The culinary students also receive a donated pair of new, high-quality kitchen shoes as well as a set of knives. “We want our students to walk in [to an interview] and feel as confident as any person who went to CIA (The Culinary Institute of America) or ICE.”
Nineteen-year-old Addwa Alsubaie came to the United States from Saudi Arabia with her older sister a year-and-a-half ago. “We are asylum seekers. It’s hard to live as a woman [in Saudi Arabia],” she explains.
The amiable and bubbly chef-in-training learned English by working as a cashier at a 99-cent store and decided to apply to the Emma’s Torch culinary program after meeting Brodie at RiF. “I always cook,” she insists, “My sister washes the dishes.

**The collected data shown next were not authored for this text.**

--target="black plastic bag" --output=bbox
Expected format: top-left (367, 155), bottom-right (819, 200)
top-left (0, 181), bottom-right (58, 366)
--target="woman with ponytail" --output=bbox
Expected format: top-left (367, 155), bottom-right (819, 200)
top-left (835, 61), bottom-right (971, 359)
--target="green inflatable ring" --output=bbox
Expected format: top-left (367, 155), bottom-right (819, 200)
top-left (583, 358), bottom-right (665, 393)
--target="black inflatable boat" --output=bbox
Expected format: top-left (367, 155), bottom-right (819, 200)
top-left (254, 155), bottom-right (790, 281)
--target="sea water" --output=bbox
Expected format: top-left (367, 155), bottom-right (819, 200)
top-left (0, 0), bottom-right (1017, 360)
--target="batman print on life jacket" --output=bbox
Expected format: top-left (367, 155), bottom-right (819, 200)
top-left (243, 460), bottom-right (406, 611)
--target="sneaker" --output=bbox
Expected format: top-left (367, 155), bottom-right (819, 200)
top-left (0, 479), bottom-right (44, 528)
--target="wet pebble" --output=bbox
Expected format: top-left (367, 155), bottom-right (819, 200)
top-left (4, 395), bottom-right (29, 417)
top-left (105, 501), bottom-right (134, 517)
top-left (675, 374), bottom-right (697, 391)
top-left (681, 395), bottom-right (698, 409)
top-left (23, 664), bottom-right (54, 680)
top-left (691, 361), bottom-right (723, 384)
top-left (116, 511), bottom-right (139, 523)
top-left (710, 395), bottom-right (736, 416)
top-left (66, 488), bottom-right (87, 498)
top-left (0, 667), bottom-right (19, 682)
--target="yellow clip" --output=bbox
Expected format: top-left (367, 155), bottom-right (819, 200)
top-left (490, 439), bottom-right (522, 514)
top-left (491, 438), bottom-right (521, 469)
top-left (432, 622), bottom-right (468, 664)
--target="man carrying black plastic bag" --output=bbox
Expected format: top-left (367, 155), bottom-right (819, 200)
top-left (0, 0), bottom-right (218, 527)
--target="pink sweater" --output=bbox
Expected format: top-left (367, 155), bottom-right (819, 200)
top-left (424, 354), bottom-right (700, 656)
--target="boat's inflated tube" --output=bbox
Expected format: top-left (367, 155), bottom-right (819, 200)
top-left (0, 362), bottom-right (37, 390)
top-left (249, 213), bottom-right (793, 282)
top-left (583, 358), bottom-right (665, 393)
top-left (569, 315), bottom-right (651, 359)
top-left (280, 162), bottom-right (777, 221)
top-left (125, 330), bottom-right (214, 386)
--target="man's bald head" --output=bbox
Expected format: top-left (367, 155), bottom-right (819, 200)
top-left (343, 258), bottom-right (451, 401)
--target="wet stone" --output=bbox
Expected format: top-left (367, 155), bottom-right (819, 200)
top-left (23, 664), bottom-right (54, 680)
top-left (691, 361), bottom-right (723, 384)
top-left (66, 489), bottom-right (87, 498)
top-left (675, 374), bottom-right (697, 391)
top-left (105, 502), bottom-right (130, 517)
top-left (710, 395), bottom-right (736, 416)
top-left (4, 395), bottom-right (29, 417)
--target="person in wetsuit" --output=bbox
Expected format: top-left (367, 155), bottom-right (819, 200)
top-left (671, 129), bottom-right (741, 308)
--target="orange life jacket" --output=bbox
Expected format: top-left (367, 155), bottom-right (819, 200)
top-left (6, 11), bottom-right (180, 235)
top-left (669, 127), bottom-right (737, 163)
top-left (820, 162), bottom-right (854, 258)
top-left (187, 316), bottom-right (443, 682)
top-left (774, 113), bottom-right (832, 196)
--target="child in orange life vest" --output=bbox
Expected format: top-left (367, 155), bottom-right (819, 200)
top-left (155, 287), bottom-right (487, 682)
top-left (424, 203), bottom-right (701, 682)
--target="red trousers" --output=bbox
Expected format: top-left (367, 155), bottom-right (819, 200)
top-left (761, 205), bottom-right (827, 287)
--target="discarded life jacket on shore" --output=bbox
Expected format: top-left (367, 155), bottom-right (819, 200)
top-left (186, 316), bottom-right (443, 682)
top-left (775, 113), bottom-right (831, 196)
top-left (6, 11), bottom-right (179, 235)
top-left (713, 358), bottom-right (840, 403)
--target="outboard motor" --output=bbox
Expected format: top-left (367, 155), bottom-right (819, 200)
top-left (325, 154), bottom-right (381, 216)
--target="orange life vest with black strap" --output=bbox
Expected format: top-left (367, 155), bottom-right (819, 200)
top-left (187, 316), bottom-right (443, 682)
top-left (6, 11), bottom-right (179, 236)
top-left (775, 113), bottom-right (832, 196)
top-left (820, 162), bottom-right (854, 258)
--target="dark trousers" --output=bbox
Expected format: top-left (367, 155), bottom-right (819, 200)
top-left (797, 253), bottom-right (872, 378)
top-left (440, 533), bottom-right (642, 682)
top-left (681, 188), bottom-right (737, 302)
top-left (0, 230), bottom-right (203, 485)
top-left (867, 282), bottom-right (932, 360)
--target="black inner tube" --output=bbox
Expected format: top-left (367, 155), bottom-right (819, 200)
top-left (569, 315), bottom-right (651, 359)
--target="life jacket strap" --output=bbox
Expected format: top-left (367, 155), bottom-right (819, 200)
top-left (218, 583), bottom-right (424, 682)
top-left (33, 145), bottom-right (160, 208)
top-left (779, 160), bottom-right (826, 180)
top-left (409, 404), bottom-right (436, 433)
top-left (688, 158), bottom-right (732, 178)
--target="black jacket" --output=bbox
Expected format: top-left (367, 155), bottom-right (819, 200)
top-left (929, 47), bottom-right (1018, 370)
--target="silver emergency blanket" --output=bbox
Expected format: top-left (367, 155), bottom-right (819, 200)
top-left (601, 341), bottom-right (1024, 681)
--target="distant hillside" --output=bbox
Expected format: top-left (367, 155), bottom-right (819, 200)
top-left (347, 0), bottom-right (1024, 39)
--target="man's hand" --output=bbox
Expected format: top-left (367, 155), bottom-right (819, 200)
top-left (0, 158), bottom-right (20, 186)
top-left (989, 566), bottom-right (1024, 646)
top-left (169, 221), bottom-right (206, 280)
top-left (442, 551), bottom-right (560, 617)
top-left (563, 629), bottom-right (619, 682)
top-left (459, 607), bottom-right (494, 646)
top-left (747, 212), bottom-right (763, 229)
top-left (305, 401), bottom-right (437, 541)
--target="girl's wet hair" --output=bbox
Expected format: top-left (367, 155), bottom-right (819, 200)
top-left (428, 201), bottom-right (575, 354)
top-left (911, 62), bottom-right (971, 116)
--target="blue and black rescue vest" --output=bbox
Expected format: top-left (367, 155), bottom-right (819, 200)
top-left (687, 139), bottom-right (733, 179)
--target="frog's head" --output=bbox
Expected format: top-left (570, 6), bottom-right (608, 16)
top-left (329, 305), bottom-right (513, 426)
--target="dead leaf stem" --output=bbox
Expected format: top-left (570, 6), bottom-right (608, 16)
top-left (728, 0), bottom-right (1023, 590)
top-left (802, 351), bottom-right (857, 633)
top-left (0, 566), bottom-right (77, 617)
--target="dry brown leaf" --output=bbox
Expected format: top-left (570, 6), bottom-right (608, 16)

I cook.”
Addwa enjoys making the avocado toast in the kitchen and describes her experience with the culinary program straightforwardly—“I like the café. I like Red Hook. I also love cooking. I am so happy.”
Originally from Guinea, Boubacar Diallo is currently enrolled in the Emma’s Torch ESL program and is employed as the cafe’s dishwasher. He plans to enroll in the culinary program as well.
Working with organizations such as CWS (Church World Service), International Rescue Committee, Catholic Charities, HIAS, RiF, and Sanctuary for Families, Brodie received approximately 50 applications for her current programs, however, due to the small size of the classes, they are only able to accept two students at a time for the culinary program and eight to ten students for the ESL program.
“We can’t take them all, unfortunately. That’s my least favorite part,” Brodie says, noting she will revisit the original list of applicants once the current students have graduated.
Along with having legal work authorization, the other requirements for applicants are to possess “a passion for cooking and have an interest in it as a career,” she advises.
“Eventually I would love to bring [Emma’s Torch] to other cities. I would love to also bring it to a larger space,” Brodie says of her future plans for the organization. “I’d love to do a program for refugees who are single mothers and victims of human trafficking. Line cook jobs aren’t great for them, but figuring out how we could help them start artisanal food businesses in a way that makes sense and is financially feasible,” is another goal of hers.
“The theory of Emma’s Torch is that people can interact over food and it can build bridges between people who have never met,” Brodie says. “We all have these memories of cooking with our mothers, our grandmothers, our fathers—that’s the same type of memory, whether you’re from Syria or from Poland or from the U.S.”